Elasticsearch is running as a System service on Windows, so the Access Denied exception cannot be from security permissions. Plus, I don't get this error if I just delete an index, it is only after shrinking that I get these logs.

Any help is greatly appreciated. Or, if this is solved by upgrading elasticsearch, I can do that as well.


(David Turner) #2

This is unfortunately a known issue with shrinking indices on Windows (and my word it was a pain to diagnose): https://github.com/elastic/elasticsearch/issues/33857#issuecomment-425438171

The shrunken copies of these indices are preventing the unshrunken ones from being deleted.

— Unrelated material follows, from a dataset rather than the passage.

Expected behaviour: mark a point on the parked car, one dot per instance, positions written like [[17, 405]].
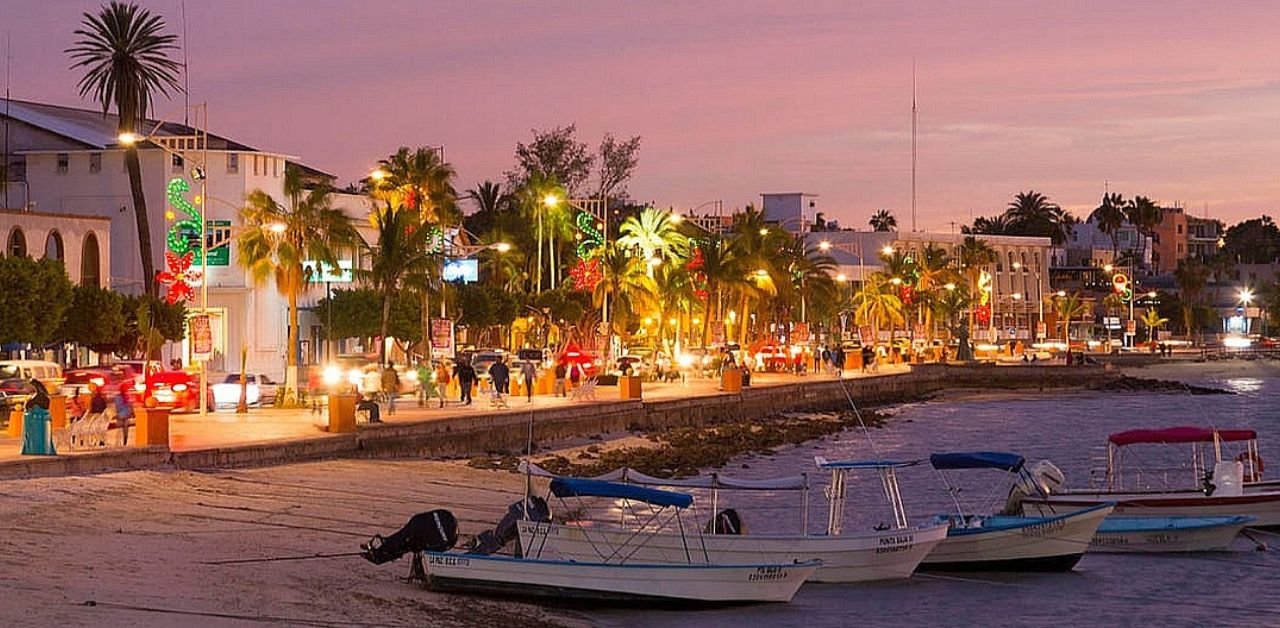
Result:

The only workaround I can think of right now is to reallocate the shrunken shards elsewhere, which will allow the deletions to go ahead.


(Micah Hunsberger) #3

Wow, thanks for pointing that issue out. I had noticed this behavior for a while, but I thought it was just taking a while to delete the indices. It was only when the disk started filling up a lot faster that I realized it was actually failing to delete the unshrunken index.

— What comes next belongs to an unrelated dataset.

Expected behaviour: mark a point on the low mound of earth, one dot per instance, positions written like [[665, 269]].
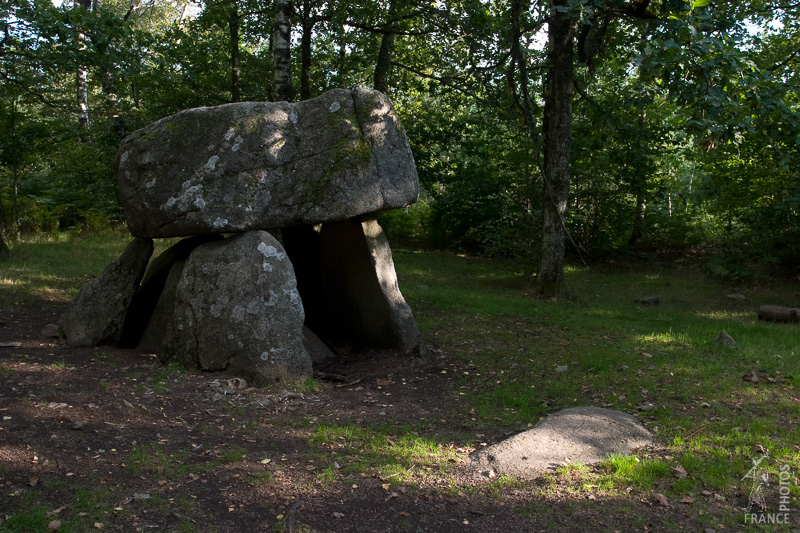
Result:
[[111, 440]]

So knowing this, would you say the curator file should set the shrink node to a separate node than the post allocation?


(David Turner) #4

I am no curator expert, but I am guessing that shrink_node doesn't make a lot of sense outside of a shrink action. However I've looked harder at your curator action file and I do note that you set this:

      post_allocation:
        allocation_type: require
        key: 'node_type'
        value: 'cold'

Assuming that ELK-ES-A is not a cold node, does this not have the effect of moving the shrunken shards away? If it does, and there are no copies of this data (either shrunken or otherwise) left on the node then we might have to dig deeper.


(Micah Hunsberger) #5

Assuming that ELK-ES-A is not a cold node does this not have the effect of moving the shrunken shards away?

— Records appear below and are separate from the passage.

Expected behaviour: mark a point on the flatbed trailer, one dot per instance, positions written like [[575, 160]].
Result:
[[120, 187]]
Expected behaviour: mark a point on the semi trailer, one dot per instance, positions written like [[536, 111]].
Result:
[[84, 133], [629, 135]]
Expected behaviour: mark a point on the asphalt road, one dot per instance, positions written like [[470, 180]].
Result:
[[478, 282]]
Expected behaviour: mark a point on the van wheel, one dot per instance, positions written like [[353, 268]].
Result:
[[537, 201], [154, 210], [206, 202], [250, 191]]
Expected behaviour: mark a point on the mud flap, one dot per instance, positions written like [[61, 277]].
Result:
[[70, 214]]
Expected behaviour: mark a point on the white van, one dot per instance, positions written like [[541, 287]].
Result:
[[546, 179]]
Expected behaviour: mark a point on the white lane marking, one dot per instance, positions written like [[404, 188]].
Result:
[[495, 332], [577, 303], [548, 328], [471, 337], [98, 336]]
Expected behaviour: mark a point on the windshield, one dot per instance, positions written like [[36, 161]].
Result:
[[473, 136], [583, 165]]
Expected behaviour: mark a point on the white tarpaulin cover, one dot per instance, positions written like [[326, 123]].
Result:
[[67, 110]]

ELK-ES-A happens to be the only cold node in this setup. Curator performs the shrink action on ELK-ES-A and then sets index.routing.allocation.require.node_type to cold (which happens to also be ELK-ES-A) on the shrunken index.
I probably should have edited the action file for this thread to make it more clear that the post allocation routed the shards to the same node as the shrink node.


(David Turner) #6

Ah right, this is all becoming clearer. Yes, shrinking on another node and then allowing post_allocation to move the shards to their final resting spot should do the job.